В свете этого признания, надо думать, поездка по Уралу была для него далеко не такой парадной, как это представили газеты. Обратимся к свидетельству брата поэта, узника лагеря на Чукотке после возвращения из немецкого плена, Ивана Трифоновича Твардовского, который в документальном повествовании “У нас нет пленных…” (“Новый мир”, № 10, 1991) упомянул о том, что в Нижнем Тагиле у писателя был разговор с женой его, Марией Васильевной. Еще во время войны она обращалась с просьбой к Александру Трифоновичу, и тот откликнулся. Теперь, в гостинице “Северный Урал”, они поговорили в коридоре. “В номер не пригласил. И было ясно, что хотел поскорее откланяться. Об этом и вспоминать тяжело”, — пишет Иван Трифонович.
Впечатления той встречи не могли не быть горькими и тягостными и для поэта. Поэту, брат которого был осужден на десятилетнее лагерное заточение, да и поэмы возбуждали завистливую бдительность у “идейно-выдержанных вурдалаков”, странствовать в глубинке и встречаться с читателями без всевидящего глаза и всеслышащих ушей “литературоведов в штатском” было просто немыслимо. На место ссылки, куда из Смоленска в 30-е годы посылал он несколько писем, полных тоски и отчаяния от бессилия помочь семье, — в заброшенный леспромхозовский поселок Парча, где в апреле 1931 года нашла пристанище в бараке семья спецпереселенцев Твардовских — Трифон Гордеевич и Мария Митрофановна, их сыновья Константин, Иван, Павлик, Вася, дочери Аня и Маша, — дороги ему не было.
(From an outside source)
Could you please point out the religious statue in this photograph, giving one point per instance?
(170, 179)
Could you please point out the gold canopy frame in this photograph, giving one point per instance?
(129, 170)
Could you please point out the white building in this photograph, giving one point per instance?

В краю, куда их вывезли гуртом,
Где ни села вблизи, не то что города,
На Севере, тайгою запертом,
Всего там было — холода и голода.
Но непременно вспоминала мать,
Чуть речь зайдет про все про то, что минуло,
Как не хотелось там ей помирать —
Уж очень было кладбище немилое…”
Душевной болью было проникнуто и письмо Александра Твардовского, отправленное в дни изгнания семьи критику Анатолию Кузьмичу Тарасенкову: “Может, я действительно классовый враг, и мне нужно мешать жить, и писать?” — спрашивал он. О том, что, став поэтом с мировым именем, он не сможет опубликовать при жизни свою итоговую поэму-исповедь “По праву памяти” и будет изгнан с поста главного редактора лучшего в стране журнала, предполагать Александр Трифонович, конечно, не мог.
Однако вернемся к “Письмам с Урала”, вспомним вскользь оброненную фразу “сказали в области”. Маршрут поездки был, конечно, намечен заранее, и не только самим писателем, поскольку выдавались целенаправленные рекомендации. Ссылка на препятствующее поездке в знаменитый колхоз “Заря” половодье прозвучала, скорее всего, по той причине, что нельзя же постоянно в печати застить свет одним и тем же, но упомянуть в беседе такое хозяйство да еще после съемки фильма очень даже престижно. Режиссерам маршрута было ведомо, конечно, в какой местности находилось заброшенное барачное обиталище семьи ссыльных спецпереселенцев Твардовских, и что этот маршрут даже через годы интересовал поэта: “С какого года и с какого дня беда моя преследует меня…”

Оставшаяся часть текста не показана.